Sous la gracieuse direction d’Aurélie Hubeau, The Book of Thel, pièce inspirée du poème éponyme de William Blake, raconte le questionnement existentiel de Thel (Cléa Minaker) jeune fille troublée qui n’accepte pas de vivre pour inévitablement mourir. Présenté du 25 au 27 novembre aux scènes contemporaines La Chapelle, ce spectacle à l’esthétique éthérée est un soupir lugubre d’angoisse et d’incertitude.

Le poème de Blake est d’abord chanté, puis déclamé, mais avec trop peu de conviction pour que le texte puisse capter réellement l’attention du public. De fait, la quasi absence d’émotions et de modulations dans la voix de l’actrice – qui pourrait effectivement être l’apanage d’une enfant troublée et solitaire comme Thel semble l’être – affaiblit la performance et installe de nombreuses longueurs. Le mouvement général de la performance étant également peu varié, le rythme se trouve pesant, malgré la brièveté du spectacle.

La création visuelle de Nicole Crouch, par contre, est enlevante : les voiles translucides descendant du plafond composent une forêt enchantée qui enrichissent l’univers poétique de Blake et de Minaker, à l’aide également d’emphatiques jeux d’ombre et de la légèreté de l’éclairage.
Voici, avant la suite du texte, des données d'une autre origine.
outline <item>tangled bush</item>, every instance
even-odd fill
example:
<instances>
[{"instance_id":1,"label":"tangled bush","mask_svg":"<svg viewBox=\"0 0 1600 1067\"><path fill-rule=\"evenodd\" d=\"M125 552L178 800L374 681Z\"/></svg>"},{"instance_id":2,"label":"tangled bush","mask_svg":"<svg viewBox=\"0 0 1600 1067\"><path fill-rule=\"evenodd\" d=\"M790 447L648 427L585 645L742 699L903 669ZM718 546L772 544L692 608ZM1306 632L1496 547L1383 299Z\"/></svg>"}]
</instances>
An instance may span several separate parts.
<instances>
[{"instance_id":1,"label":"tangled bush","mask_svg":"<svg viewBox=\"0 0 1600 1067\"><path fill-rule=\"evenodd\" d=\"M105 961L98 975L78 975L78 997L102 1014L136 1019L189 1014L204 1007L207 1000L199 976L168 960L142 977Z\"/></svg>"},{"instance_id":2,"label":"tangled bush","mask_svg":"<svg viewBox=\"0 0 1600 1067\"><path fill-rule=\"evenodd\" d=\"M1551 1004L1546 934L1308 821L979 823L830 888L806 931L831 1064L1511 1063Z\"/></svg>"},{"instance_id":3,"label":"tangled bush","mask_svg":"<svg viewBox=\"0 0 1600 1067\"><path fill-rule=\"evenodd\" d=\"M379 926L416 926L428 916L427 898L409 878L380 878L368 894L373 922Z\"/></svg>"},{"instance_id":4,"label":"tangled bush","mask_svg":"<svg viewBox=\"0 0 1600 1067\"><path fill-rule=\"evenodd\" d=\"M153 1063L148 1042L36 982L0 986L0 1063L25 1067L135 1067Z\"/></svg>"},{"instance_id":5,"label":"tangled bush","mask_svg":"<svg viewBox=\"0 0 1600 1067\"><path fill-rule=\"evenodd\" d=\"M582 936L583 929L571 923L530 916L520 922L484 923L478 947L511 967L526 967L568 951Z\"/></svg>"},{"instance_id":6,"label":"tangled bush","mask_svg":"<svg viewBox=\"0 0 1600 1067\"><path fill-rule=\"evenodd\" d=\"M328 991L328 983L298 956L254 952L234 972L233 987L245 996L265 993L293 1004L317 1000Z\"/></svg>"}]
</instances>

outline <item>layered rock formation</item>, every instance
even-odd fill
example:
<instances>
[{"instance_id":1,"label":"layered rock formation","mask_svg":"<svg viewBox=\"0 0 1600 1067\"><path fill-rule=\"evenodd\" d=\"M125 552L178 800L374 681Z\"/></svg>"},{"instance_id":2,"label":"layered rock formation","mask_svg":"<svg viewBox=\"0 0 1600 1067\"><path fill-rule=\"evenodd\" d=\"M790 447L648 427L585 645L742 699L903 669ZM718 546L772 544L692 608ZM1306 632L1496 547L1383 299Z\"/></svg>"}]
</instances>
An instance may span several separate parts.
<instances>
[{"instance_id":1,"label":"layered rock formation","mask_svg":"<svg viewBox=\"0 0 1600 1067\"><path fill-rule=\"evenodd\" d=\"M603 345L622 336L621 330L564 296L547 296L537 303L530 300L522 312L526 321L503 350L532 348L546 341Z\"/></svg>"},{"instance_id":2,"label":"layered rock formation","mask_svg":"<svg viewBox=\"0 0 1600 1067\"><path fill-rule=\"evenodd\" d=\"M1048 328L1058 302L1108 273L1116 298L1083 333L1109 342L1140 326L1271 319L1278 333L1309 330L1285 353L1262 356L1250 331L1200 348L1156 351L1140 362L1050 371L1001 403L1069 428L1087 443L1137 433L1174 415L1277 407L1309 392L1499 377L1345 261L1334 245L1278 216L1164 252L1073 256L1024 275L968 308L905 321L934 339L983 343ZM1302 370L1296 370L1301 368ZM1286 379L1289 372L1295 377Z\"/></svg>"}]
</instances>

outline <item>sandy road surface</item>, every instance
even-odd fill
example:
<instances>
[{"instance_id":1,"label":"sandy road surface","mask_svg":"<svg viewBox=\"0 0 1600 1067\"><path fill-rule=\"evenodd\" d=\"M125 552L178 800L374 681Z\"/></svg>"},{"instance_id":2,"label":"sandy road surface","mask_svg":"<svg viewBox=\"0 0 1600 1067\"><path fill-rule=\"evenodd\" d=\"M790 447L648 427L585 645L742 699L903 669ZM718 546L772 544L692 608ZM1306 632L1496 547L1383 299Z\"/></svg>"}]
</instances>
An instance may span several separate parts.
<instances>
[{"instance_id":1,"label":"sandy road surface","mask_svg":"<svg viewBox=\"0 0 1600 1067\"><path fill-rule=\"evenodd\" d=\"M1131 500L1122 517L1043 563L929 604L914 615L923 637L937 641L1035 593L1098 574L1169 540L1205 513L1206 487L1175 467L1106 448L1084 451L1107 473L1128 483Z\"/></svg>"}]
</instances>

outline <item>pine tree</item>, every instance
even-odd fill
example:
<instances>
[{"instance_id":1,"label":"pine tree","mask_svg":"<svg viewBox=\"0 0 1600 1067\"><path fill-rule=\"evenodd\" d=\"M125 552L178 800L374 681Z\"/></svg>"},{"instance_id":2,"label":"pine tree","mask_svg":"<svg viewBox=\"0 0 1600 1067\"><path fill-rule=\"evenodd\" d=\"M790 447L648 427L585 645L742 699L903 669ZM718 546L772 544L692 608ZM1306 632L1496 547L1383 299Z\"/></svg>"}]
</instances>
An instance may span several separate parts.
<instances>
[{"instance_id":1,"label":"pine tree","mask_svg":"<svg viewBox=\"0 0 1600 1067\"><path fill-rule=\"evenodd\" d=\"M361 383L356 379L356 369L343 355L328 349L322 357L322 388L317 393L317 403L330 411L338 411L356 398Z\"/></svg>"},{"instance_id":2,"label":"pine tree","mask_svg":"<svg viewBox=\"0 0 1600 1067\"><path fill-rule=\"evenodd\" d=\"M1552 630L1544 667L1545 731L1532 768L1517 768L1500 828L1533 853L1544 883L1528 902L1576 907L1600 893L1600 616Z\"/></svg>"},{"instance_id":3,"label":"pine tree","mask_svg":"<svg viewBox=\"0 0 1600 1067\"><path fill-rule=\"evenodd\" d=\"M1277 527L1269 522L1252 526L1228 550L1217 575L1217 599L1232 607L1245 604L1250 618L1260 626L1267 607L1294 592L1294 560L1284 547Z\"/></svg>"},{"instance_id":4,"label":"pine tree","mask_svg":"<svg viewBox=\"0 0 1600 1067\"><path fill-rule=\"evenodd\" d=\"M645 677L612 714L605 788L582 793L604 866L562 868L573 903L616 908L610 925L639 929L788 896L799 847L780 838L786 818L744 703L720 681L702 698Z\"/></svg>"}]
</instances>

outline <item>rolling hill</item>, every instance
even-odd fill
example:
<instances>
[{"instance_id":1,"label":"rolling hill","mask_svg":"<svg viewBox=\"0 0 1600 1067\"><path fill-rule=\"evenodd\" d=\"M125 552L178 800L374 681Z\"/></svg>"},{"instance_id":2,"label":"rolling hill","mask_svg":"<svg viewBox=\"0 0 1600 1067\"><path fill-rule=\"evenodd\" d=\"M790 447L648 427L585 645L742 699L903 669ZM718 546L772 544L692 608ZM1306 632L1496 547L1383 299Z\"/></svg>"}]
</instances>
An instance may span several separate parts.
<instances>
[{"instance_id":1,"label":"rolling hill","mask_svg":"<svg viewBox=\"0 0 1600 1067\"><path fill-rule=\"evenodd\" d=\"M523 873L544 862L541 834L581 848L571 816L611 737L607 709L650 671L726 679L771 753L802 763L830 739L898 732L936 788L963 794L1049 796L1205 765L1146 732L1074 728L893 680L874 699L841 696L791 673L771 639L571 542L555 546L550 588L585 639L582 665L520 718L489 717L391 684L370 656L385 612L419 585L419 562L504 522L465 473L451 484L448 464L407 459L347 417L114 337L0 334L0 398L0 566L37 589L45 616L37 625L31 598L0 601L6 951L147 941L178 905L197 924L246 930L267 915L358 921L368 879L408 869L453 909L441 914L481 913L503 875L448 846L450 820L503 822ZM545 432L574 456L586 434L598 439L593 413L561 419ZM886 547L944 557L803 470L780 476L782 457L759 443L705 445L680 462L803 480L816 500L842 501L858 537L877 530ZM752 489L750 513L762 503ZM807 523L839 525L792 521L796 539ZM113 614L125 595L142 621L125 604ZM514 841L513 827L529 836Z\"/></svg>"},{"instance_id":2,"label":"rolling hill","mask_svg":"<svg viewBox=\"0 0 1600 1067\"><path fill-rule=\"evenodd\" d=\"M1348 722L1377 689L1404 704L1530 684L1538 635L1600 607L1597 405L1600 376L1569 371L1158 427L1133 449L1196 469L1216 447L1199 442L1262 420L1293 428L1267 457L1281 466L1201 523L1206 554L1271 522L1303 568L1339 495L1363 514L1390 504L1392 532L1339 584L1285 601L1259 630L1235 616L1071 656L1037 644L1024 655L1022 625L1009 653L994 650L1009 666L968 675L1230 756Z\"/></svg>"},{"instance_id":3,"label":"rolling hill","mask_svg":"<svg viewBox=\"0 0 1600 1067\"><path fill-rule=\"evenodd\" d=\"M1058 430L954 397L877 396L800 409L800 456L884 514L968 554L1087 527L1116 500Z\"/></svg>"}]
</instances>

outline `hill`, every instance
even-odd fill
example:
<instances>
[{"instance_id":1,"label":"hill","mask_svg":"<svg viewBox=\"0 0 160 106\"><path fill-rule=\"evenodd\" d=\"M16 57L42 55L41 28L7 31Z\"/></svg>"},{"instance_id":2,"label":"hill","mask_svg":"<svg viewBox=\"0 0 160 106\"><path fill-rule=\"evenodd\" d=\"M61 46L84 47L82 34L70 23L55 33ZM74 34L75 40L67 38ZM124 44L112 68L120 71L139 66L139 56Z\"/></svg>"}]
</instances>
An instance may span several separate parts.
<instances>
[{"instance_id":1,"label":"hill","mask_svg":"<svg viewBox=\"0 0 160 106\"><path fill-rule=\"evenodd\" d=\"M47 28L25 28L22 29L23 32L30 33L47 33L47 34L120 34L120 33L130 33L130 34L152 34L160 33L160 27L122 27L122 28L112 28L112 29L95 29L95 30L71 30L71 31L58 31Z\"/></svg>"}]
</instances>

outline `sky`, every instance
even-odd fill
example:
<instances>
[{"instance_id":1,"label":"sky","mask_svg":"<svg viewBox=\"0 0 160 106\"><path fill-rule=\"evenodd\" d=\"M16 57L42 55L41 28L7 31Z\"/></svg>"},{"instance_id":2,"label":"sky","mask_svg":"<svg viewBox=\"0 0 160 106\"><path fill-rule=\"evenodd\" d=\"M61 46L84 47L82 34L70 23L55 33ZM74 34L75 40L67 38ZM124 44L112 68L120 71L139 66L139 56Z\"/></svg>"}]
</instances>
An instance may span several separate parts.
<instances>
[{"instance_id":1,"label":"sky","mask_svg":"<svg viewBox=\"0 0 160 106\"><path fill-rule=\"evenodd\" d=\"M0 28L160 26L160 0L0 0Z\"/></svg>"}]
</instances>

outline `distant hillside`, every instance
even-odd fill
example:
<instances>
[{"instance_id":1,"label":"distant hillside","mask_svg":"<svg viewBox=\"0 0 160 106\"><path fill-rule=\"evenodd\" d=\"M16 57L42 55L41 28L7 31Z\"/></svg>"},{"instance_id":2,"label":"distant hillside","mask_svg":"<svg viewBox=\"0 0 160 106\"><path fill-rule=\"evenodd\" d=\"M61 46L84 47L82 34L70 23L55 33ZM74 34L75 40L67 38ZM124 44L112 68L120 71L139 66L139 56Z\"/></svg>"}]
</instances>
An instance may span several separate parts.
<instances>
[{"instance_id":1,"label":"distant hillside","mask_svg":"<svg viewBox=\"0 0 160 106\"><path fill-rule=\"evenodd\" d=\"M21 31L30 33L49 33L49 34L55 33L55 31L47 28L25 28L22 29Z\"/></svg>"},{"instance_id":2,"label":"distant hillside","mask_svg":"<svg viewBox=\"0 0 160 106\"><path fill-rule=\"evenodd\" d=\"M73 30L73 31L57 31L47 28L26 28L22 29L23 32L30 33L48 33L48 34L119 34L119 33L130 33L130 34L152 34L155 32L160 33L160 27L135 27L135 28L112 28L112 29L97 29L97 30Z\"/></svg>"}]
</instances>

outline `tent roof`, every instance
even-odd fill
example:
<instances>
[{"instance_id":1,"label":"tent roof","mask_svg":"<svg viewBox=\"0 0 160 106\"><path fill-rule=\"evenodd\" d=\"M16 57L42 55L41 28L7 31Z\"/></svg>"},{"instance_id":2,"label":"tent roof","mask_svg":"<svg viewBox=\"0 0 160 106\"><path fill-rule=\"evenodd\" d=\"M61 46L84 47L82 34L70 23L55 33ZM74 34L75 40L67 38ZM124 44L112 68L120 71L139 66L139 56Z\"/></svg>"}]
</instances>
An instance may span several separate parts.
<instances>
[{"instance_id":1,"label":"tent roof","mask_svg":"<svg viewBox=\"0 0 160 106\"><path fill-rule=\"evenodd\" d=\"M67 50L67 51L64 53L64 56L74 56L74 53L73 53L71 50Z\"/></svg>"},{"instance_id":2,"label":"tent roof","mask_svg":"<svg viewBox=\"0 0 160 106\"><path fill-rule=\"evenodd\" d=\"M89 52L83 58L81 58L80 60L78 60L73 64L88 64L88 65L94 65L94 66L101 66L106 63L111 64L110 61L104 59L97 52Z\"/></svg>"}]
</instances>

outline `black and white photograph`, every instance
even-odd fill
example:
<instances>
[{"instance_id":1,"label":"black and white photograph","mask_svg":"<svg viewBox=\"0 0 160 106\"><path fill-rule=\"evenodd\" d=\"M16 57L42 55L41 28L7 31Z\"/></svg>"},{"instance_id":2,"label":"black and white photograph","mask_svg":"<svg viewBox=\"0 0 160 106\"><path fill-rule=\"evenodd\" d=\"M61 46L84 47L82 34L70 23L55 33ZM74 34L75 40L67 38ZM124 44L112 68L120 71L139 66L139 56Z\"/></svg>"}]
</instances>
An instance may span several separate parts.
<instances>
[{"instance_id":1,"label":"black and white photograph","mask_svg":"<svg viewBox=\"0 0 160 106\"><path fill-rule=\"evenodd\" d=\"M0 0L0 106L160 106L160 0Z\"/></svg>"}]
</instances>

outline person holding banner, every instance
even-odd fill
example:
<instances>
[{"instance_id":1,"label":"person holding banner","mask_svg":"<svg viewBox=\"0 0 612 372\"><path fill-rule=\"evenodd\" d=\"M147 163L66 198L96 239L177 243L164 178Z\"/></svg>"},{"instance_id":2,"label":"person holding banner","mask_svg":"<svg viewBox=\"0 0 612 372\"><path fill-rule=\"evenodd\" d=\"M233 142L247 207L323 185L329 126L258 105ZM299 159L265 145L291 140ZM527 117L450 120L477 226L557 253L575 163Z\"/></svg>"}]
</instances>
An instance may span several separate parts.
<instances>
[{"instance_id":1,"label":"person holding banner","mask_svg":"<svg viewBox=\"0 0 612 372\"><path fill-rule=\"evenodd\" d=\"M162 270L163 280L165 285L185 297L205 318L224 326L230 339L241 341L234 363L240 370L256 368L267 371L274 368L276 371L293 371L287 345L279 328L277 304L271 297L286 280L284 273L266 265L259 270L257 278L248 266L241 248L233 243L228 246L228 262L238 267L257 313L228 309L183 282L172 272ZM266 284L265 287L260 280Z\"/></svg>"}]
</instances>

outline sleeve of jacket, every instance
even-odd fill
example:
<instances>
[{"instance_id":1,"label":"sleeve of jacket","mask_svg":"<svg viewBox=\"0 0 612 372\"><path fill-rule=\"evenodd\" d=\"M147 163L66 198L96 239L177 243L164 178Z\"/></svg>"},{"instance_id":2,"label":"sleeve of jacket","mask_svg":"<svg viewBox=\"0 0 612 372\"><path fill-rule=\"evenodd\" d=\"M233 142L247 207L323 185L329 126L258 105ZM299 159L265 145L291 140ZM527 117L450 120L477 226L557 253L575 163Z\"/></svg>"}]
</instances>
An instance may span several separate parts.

Le tableau sylvestre est complété par des échos presque mystiques et la mouvance légère des éléments du décor.

Malheureusement, marqués également étaient les bruits maladroits en coulisse…

La jeune fille nous apparaît comme une ombre de la forêt, une fée aux contours incertains.

Cachée tantôt par les voiles, tantôt par la faiblesse de l’éclairage, Thel nous est mise à distance, placée comme inaccessible. Enveloppée d’une aura glauque et solitaire, elle est maîtresse d’un royaume des ombres.

Thel, vierge, est symbole d’innocence. Elle résiste à l’appel de la vie adulte – pas décisif vers la mort, que lui offre d’ailleurs de visiter le monticule de terre avec qui elle discute (ainsi qu’avec une fleur, un ver de terre et des nuages).

C’est à ce moment que commence un numéro de danse – longue transe angoissée – qui, d’abord inquiétant à force de respirations saccadées et de pénombre presque totale, ne finissait plus de se répéter. Au rythme d’une musique rouillée et ponctuée de râles assourdis, cette danse a des allures cauchemardesques, et rend définitivement la panique éprouvée par Thel à l’intérieur de ce qu’elle imagine être la mort : un pays de nuit au bout d’un long corridor lunaire.

Bref, si très belle et délicate dans son ambiance inquiétante, cette mise en scène du poème de Blake ne transcende malheureusement pas par son discours, lequel est presque occulté par la monotonie de son élocution. Dans l’interprétation présente de The Book of Thel, l’allégorie du poète sur la perte de l’innocence vers l’entrée au monde adulte reste plutôt abstraite, les conceptrices s’étant concentrées surtout sur l’aspect aérien et lyrique du monde créé…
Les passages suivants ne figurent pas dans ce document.